In 2020, Jared was tasked with leading the content development for a new edtech tool to support teacher and student relationships. Many edtech companies might launch this sort of scope of work by centering traditional “experts,” but Jared saw an opportunity to design at the margins alongside the folks who are typically left out of product development: students and teachers. He built an inclusive content development strategy that centered youth, educators, researchers, and practitioners through partnerships with organizations like Black Teacher Collaborative, GripTape, Teach Plus, and Search Institute. Similarly, in 2021, Jared was charged with standing up a program that centered grantee partners (like Kingmakers of Oakland) to co-construct grantmaking alongside program officers. The goal was to better address the challenges identified by organizations on the ground (and make better use of community assets), instead of relying on assumptions made through deficit lenses. 

These two workstreams demonstrate what Jared says walking in his professional power today and in the future means, “Centering relationships in my work and also not feeling beholden to how things were done and how things are usually done in either philanthropy or educational technology.” His most radical vision for his own professional journey and for the work of philanthropy has yet to be realized, but he says he knows it can be if he just keeps pushing into the discomfort he’s learned to embrace. 


About Jared Joiner

Jared Joiner leads the Educational Practice portfolio at the Chan Zuckerberg Initiative (CZI), which is focused on promoting practices, tools, strategies, and pedagogies grounded in the sciences of learning and human development. Prior to joining the Education team at CZI, Jared served as Chief of Staff in the Department of Technology at San Francisco Unified School District, and before that, as a product manager at an educational technology startup.

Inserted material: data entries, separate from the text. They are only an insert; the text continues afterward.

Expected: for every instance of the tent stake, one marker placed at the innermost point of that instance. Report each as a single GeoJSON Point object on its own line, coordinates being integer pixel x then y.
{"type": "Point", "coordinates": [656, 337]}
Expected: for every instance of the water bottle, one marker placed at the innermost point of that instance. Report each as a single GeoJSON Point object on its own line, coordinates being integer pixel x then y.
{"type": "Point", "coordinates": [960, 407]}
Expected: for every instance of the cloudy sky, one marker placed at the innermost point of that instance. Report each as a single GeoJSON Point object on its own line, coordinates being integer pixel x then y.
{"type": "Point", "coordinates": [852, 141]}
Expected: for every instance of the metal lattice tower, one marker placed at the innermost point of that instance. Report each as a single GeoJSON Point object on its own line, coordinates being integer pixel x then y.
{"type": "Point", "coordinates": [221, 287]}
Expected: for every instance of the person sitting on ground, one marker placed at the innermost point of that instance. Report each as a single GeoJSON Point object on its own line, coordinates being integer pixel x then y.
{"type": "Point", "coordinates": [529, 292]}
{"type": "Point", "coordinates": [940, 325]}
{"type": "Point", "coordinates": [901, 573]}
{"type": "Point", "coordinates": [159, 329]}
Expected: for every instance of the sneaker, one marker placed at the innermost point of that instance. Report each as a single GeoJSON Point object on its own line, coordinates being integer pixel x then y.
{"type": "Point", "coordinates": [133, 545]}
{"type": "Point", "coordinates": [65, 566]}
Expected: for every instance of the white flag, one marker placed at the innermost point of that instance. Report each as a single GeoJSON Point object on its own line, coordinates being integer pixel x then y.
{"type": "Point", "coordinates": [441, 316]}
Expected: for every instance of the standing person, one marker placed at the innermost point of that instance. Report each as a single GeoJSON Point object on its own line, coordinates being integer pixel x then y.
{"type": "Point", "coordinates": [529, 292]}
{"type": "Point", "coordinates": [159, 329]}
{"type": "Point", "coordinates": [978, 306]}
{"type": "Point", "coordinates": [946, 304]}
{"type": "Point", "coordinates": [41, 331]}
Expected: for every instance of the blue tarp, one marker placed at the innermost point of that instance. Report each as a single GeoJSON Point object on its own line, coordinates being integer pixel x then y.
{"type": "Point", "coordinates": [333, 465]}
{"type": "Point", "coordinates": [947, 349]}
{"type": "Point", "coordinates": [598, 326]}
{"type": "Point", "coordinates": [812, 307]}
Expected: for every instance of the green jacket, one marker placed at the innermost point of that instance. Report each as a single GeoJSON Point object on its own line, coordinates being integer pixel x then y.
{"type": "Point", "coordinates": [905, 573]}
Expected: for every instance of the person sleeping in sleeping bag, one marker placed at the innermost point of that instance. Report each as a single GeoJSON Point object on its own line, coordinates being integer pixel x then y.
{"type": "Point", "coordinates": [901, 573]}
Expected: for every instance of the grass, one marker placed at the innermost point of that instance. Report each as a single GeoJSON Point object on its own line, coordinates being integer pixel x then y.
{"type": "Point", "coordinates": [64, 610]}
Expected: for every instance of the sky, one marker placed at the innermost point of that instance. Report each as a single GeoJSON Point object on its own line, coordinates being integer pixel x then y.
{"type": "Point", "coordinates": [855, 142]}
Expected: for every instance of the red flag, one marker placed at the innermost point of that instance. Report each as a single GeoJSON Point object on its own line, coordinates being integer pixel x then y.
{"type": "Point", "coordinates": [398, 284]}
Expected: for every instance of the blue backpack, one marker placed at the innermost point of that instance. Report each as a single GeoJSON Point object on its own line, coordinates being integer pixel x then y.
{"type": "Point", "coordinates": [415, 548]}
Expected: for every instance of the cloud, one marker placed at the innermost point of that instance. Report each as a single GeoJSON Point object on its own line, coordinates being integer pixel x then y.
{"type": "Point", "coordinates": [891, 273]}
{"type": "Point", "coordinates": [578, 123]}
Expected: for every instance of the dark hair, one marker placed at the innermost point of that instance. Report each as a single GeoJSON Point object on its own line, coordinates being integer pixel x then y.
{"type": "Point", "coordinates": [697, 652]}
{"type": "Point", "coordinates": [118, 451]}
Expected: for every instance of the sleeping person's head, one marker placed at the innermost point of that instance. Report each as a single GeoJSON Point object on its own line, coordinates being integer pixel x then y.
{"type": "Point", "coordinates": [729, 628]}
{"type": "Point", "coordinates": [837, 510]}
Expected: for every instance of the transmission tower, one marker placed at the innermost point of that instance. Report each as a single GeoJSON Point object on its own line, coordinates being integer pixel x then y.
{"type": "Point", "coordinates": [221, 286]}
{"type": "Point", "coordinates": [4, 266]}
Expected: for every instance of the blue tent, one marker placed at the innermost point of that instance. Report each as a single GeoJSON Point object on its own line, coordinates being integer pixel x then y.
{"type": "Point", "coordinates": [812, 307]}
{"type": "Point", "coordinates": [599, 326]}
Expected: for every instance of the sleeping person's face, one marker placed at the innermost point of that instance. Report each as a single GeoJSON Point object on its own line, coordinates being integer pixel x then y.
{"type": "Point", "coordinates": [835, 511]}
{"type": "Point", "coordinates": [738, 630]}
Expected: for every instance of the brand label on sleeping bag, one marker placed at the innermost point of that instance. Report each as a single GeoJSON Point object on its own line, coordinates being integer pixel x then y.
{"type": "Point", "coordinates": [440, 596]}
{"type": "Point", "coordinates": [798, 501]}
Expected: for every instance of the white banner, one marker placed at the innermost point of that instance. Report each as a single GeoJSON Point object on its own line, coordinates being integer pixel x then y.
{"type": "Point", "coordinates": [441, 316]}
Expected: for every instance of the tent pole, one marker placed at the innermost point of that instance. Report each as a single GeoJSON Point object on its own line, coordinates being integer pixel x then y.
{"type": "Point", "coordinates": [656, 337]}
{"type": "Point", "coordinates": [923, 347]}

Jared’s first foray into scaling solutions in education was working on human capital transformation in the Boston Public Schools, where his team worked to improve educator evaluation, hiring, and diversity in Boston’s classrooms.

Jared began his career in public education as a bilingual math and science teacher at the Next Step Public Charter School in Washington, DC. He earned his Ed.M. with a concentration in Mind, Brain, and Education from the Harvard Graduate School of Education and B.A. from Washington University in St. Louis in Cognitive Neuroscience and Philosophy.

In his spare time, he completes triathlons (slowly), plays on a semi-pro lacrosse team, and watches lots of movies — regardless of their Rotten Tomatoes score.